Sam waited outside. When it was over, Sally-Anne quietly closed the door behind her.
"Percy! Come in, come in." Kingsley half-rose from his chair behind the massive, cluttered desk and gestured to a chair that was stacked dangerously high with more documents and scrolls.
"Thank you, sir. Just stopping by as you requested to fill you in on our progress." Percy gingerly tried to shift the pile of papers, but at his touch it collapsed and he ended up on his knees having to pick them up individually and put them wherever.
"And what has Arthur discovered?" Kingsley looked down at Percy cheerfully, but his voice betrayed his tension.
"The investigation is ongoing, but the early signs are of Death Eater involvement," replied Percy, scrambling to his feet.
The conversation, Percy admitted to himself, was quite awkward. If Ollivander delivered on Saturday, as planned, he would be killing this man less than a day later. He wondered what Kingsley would look like as the Avada Kedavra struck him. Probably quite like he did right at this moment, actually.
The Minister slumped back in his chair and closed his eyes. "Just what I feared. But they didn't use wands! That means no outside help, doesn't it?"
"None as yet has been discovered, but we believe free Death Eaters, including Rookwood, of whom we still have no intelligence, are watching the situation carefully. My father believes, as a result, that we must pretend to be ignorant for a few more days until we can track them down."

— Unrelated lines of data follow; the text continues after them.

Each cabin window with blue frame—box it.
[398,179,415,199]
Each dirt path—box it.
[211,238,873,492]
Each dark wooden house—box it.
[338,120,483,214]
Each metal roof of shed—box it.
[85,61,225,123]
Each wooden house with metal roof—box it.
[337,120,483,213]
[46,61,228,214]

Kingsley leaned forward at that and Percy groaned inwardly. He'd have to distract the Minister from asking too many questions. That should be easy, enough; the Minister was notorious for his short attention span. Lots of plans, but no follow through. The man was losing control, not just of the Ministry, but of the wizarding world in general, and he was the last to realize it. It was past time for a change.
"When does Arthur think he'll have actionable intelligence?"

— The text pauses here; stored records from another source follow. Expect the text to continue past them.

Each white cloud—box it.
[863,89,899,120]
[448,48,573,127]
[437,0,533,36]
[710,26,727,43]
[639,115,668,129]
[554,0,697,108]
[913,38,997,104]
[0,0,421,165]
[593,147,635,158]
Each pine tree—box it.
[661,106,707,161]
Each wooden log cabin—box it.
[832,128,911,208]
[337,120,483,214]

"Uh, sometime next week. We just hired a new employee and Perkins thinks they'll make a big difference, given how thin we are on the ground. Have you hired an assistant yet to help with...?" Percy indicated the general chaos. Couldn't Kingsley see he was in over his head? Why didn't the Minister just resign, rather than force them to use force? Did he care so little about the preservation of Magical Britain? It was these amiable, well-meaning types that caused all the problems.

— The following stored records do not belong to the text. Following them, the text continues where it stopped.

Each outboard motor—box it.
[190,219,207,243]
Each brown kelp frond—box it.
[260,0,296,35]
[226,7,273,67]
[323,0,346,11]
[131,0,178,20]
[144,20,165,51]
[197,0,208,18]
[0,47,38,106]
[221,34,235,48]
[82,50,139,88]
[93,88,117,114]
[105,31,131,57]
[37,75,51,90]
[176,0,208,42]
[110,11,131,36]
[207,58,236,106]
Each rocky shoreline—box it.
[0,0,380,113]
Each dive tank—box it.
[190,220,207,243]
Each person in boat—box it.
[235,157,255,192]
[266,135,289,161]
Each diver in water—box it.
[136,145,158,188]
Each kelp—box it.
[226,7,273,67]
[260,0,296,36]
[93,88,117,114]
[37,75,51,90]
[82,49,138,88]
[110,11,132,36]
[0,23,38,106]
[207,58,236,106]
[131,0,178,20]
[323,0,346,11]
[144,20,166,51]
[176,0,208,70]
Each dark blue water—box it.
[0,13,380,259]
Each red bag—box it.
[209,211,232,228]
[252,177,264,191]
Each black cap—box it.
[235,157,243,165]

"Oh, excellent. Most of us will be here through the weekend, of course, digging out from all the paperwork." Kingsley sighed. "Just like last weekend. But no, I haven't had a chance to interview enough candidates. It's important I get the best person for the job. Am I right?"
"Absolutely, sir." Sure, why not, Percy thought. Delay a critical hire and waste more time searching for perfection when anyone who could take dictation would be valuable.
"But it is hard to get much done without someone. Our international allies are starting to get impatient. Want to make sure we're taking our duties under the Statute of Secrecy seriously. Try saying that five times fast." Kingsley laughed awkwardly at his own joke.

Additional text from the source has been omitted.